With the separate span IDs, it can be easier to filter to just the log statements that are relevant for that piece of the flow (which can be incredibly useful when there are many log statements, or if that particular span covers a sizable number of classes).

Common Pitfalls

In my experience, there have only been a couple of scenarios where Spring Cloud Sleuth didn’t work as expected:

If the application is using a custom log pattern, Spring Cloud Sleuth won’t be able to automatically apply the IDs into the log statements. The ID fields should either be added to the pattern, or switched to the standard pattern.

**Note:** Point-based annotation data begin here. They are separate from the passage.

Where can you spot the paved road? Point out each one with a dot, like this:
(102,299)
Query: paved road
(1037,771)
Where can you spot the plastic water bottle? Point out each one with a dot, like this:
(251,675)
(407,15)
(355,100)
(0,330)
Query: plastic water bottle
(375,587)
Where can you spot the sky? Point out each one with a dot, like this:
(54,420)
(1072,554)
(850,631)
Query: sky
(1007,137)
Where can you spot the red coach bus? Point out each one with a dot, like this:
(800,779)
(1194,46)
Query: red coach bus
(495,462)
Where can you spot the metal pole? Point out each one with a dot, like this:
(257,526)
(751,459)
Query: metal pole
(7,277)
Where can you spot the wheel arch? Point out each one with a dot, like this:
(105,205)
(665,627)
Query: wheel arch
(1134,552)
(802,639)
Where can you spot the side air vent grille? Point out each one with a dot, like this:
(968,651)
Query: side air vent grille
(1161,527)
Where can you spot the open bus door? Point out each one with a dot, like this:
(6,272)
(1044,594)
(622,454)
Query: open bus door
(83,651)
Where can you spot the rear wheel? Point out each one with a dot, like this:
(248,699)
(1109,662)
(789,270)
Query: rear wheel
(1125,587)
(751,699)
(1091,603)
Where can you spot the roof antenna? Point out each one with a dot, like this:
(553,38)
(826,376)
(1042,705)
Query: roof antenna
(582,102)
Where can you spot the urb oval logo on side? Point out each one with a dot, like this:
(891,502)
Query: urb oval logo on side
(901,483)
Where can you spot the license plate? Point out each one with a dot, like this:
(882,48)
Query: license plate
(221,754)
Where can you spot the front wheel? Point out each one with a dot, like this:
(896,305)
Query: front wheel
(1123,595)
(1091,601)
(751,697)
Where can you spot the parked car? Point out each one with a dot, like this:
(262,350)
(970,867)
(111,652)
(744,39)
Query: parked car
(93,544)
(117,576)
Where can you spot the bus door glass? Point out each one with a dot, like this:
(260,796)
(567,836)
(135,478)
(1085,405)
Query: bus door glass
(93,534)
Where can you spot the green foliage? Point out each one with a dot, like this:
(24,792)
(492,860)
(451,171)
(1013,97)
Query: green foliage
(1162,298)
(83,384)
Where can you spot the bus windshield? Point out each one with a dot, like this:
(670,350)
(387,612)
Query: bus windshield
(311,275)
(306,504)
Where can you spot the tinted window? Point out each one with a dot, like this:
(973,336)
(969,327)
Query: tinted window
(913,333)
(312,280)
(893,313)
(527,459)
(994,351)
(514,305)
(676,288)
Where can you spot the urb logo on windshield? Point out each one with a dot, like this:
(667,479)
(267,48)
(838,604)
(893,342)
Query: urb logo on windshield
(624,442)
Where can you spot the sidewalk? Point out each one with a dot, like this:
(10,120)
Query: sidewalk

Spring Cloud Sleuth can only instrument on Spring beans. If you end up creating a client via the “new” command, Spring Cloud Sleuth can’t hook into that library and the trace context will be lost.

Good implementation:

@Autowired 
private RestTemplate
restTemplate;
public String makeARequest() {
    return restTemplate
      .getForObject("http://example.com", String.class);
}

Bad implementation:

public String makeARequest() {         
  return new RestTemplate()
    .getForObject("http://example.com", String.class);     
}

Roundup

This article just scratches the surface of what’s available within Spring Cloud Sleuth. However, you can see that with minimal code changes, your application suite can quickly utilize the power of distributed tracing via Spring Cloud Sleuth, where tracing and debugging via logs becomes much easier in a distributed environment.